# Primes for which a polynomial splits completely

Suppose that $f(x) \in \mathbb{Z}[x]$ is an irreducible polynomial over $\mathbb{Q}$. Nevertheless, it may be the case that $f(x)$ is reducible modulo $p$ for some prime $p$. What is the density of primes $p$ for which $f(x)$ splits completely into linear factors over $\mathbb{F}_p$?

The density is $\frac{1}{|G|}$ where $G$ is the Galois group of $f$. In particular it is at least $\frac{1}{(\deg f)!}$. This is a corollary of the Frobenius density theorem, a slightly weaker but (apparently; I don't know this first-hand) considerably easier version of the Chebotarev density theorem.

For example, let $f(x) = \Phi_n(x)$ be the $n^{th}$ cyclotomic polynomial. The primes for which $f(x)$ splits are precisely the primes congruent to $1 \bmod n$; the density of these is $\frac{1}{\varphi(n)}$ by Dirichlet's theorem on arithmetic progressions. And indeed the Galois group is $(\mathbb{Z}/n\mathbb{Z})^{\times}$, which has size $\varphi(n)$.

• Hi Qiaochu, one Frobenius density on MO, mathoverflow.net/questions/136025/frobenius-density-theorem I think there have been others on both sites. The phrase seems quite familiar to me, I think I was part of some discussion with it. I remember a statement that every pattern of factoring (partition of the degree) occurs with a natural density of primes. Nov 4, 2014 at 18:21
• David's answer here mathoverflow.net/questions/16271/… contradicts my memory about all partitions, something interesting I can fiddle with, at least check on computer. Nov 4, 2014 at 18:35
• @Will: each partition occurs with density proportional to the number of elements of $G$ with that cycle type (acting on the roots of $f$). The issue is that if $G$ is not all of $S_n$ (where $n = \deg f$) then not all cycle types necessarily appear. Nov 4, 2014 at 18:42
• Qiaochu, thanks. Types of cycles, good. I checked David's example, he was right, of course. News to me. Nov 4, 2014 at 19:08
• @Will: the significance of David's example is that the cubic he wrote down has Galois group $A_3 \cong C_3$ (in fact I think its splitting field embeds into $\mathbb{Q}(\zeta_7)$ or something like that), which only has one nontrivial cycle type in it. More generally the Galois group of an irreducible cubic is $A_3$ or $S_3$ depending on whether or not its discriminant is a square, and in the former case there is again only one nontrivial cycle type (and also, by Kronecker-Weber, the splitting field embeds into some cyclotomic field). Nov 5, 2014 at 5:18

A full answer would be Chebotarev density for, well, anything. What I do know are some examples; if $$f(x) = x^3 - x + 1,$$ the density is $(1/6).$ The primes are those which can be expressed as $$p = u^2 + uv + 6 v^2.$$ Plenty more where that came from. Quoting from page 188 of Cox, Theorem 9.12, as well as a 1991(?) paper by Williams and Hudson.

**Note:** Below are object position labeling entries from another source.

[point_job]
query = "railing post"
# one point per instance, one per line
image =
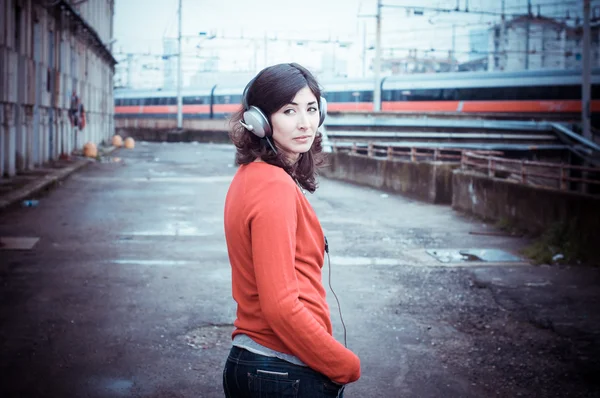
(491, 167)
(563, 178)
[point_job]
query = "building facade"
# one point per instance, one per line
(56, 79)
(539, 43)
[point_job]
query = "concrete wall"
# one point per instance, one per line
(200, 130)
(530, 208)
(46, 54)
(428, 181)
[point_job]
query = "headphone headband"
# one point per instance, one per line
(257, 122)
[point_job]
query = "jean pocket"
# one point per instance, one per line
(271, 385)
(331, 389)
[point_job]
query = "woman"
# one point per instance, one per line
(282, 342)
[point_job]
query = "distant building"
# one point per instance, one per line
(538, 43)
(56, 79)
(478, 44)
(414, 63)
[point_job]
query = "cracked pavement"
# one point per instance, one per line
(127, 293)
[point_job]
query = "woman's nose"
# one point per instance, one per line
(303, 120)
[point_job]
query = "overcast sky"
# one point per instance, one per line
(141, 26)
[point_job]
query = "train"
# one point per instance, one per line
(516, 93)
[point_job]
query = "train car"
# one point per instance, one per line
(528, 92)
(540, 92)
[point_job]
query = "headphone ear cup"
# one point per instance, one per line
(322, 110)
(255, 118)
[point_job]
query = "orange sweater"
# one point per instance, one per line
(276, 248)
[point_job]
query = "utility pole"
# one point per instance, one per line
(364, 49)
(453, 57)
(587, 69)
(527, 33)
(179, 77)
(377, 63)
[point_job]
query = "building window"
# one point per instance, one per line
(18, 15)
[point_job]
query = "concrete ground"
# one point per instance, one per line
(127, 292)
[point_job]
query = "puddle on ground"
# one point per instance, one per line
(175, 229)
(153, 262)
(473, 255)
(364, 261)
(112, 387)
(208, 336)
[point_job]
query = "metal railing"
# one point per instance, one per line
(542, 174)
(404, 152)
(490, 163)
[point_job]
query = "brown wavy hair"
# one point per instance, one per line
(271, 89)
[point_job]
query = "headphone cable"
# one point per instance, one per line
(335, 295)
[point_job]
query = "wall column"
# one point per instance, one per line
(29, 160)
(10, 140)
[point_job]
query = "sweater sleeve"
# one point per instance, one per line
(273, 233)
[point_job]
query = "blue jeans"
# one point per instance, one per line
(249, 375)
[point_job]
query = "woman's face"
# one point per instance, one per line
(295, 124)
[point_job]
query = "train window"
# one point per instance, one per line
(193, 100)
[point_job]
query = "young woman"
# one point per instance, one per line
(282, 342)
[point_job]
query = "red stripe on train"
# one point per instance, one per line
(566, 106)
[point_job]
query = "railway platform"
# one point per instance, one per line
(125, 291)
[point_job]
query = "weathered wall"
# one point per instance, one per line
(45, 57)
(530, 208)
(428, 181)
(200, 130)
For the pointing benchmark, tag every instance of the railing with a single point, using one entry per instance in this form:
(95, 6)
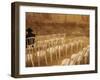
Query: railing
(52, 51)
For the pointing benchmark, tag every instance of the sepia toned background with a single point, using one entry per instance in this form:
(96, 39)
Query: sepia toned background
(60, 39)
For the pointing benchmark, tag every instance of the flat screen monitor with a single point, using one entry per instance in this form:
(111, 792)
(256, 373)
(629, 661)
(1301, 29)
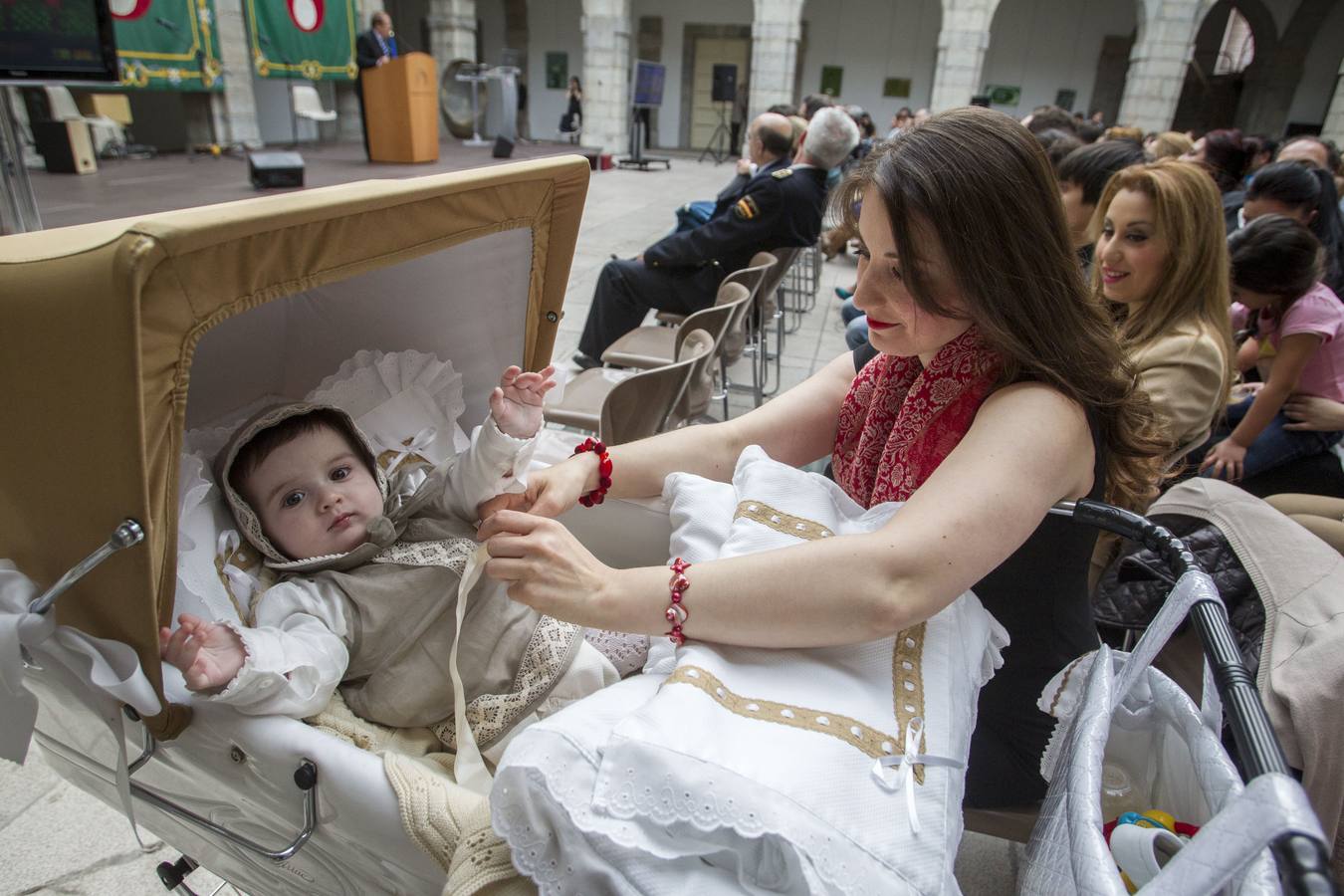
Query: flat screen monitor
(66, 41)
(648, 82)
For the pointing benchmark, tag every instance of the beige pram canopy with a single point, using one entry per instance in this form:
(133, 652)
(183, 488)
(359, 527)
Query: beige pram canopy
(111, 328)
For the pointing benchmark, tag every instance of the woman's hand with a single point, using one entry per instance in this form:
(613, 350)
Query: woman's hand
(550, 492)
(1313, 414)
(545, 565)
(1228, 460)
(208, 654)
(517, 402)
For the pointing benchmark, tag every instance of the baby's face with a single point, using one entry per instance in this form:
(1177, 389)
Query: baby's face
(314, 496)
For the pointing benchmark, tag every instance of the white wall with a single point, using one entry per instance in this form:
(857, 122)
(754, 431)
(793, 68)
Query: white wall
(872, 41)
(553, 26)
(1319, 70)
(675, 19)
(1044, 46)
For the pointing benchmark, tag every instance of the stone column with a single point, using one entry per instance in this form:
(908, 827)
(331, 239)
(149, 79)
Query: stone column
(776, 31)
(963, 43)
(234, 111)
(1158, 62)
(606, 74)
(1333, 127)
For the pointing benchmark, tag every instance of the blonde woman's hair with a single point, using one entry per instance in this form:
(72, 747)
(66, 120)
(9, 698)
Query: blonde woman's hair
(1194, 285)
(1170, 144)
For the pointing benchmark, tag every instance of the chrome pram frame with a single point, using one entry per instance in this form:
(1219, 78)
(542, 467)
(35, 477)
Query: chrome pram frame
(1302, 860)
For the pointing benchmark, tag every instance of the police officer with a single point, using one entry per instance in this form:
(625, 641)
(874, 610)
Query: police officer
(682, 273)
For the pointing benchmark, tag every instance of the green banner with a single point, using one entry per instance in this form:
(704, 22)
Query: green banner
(311, 39)
(167, 45)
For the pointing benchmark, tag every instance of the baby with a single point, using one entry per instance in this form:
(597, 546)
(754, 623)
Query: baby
(371, 568)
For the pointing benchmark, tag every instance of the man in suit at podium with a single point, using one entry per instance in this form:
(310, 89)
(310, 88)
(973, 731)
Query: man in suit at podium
(372, 49)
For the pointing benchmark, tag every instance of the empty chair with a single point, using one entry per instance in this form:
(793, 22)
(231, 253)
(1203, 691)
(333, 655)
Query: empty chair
(103, 130)
(647, 346)
(624, 406)
(308, 105)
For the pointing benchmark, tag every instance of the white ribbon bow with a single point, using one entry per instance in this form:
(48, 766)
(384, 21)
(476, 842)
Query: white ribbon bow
(898, 773)
(415, 445)
(241, 581)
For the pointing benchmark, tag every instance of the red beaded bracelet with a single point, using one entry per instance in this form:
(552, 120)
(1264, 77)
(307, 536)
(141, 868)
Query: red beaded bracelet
(676, 611)
(603, 470)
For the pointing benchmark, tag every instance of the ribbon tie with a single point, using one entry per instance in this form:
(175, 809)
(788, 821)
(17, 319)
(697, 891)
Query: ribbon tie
(898, 773)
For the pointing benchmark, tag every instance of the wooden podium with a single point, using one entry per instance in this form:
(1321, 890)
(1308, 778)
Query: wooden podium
(400, 109)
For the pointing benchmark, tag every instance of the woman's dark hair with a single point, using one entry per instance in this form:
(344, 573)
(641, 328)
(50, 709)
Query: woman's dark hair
(974, 179)
(1275, 256)
(1228, 157)
(1305, 188)
(1093, 165)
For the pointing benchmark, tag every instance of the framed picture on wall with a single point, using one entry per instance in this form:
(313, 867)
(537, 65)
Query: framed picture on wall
(557, 70)
(830, 80)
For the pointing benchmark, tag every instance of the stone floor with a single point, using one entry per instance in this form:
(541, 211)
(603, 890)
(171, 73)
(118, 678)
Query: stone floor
(58, 840)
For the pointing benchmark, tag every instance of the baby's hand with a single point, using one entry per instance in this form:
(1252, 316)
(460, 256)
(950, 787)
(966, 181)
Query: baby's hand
(208, 654)
(517, 403)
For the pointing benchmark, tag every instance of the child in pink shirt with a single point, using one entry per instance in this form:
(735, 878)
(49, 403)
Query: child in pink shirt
(1275, 270)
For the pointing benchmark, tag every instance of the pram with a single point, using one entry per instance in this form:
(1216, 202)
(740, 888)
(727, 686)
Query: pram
(122, 335)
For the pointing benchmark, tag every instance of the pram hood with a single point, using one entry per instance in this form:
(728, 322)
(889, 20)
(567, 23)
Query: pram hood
(101, 326)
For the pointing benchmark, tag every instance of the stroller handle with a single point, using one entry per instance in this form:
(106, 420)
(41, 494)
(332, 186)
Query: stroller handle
(1302, 860)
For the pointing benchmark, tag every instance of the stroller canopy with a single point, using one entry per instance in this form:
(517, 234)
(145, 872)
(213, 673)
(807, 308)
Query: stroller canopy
(101, 326)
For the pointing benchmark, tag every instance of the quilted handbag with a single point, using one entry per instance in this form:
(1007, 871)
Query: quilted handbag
(1114, 708)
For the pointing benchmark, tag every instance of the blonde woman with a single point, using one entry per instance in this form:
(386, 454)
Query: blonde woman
(1162, 264)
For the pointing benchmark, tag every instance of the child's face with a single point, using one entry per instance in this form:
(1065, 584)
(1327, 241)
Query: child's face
(314, 496)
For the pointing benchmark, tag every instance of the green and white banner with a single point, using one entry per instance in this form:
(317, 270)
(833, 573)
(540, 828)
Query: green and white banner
(167, 45)
(311, 39)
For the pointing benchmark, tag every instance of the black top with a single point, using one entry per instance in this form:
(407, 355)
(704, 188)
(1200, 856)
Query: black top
(782, 210)
(1039, 594)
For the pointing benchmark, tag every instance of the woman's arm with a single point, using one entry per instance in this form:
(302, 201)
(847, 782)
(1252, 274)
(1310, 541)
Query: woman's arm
(795, 427)
(1027, 449)
(1294, 350)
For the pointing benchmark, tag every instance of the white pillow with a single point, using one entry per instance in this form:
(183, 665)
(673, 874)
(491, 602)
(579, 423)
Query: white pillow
(406, 402)
(775, 751)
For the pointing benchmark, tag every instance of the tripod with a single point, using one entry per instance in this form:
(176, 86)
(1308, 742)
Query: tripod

EDIT, Monday Nov. 10; I got very interested in the history of this for my own reasons. One direction about different cycle partitions in the Galois group, considered as a permutation group, is attributed entirely to Dedekind, see COX. So, if, for any prime not dividing the discriminant, the polynomial factors with a certain partition of irreducible factor degrees, then there is at least one element in the Galois group whose cycle description is the same.

The Frobenius direction, about the same time (1880-1900) is that, once the Galois group has an element with a certain cycle decomposition, then infinitely many primes cause the polynomial to factor with that pattern, this set of primes has both a Dirichlet density and a natural density, and the density is the number of Galois group elements with that pattern divided by the size of the full Galois group. Note that, as Qiaochu mentions, there is only one element (the identity) that has all cycles of length $1,$ the identity element.

Oh; most people seem to quote one source about Frobenius Density, a survey by Lenstra and Stevenhagen, especially pages 10-12 in the preprint linked.

The theorem of Frobenius ...deserves to be better known than it is. For many applications...it suffices to have Frobenius's theorem, which is both older (1880) and easier to prove..

I think this is lovely. Proof in an undergraduate course would be another matter, showing there is a natural density came later.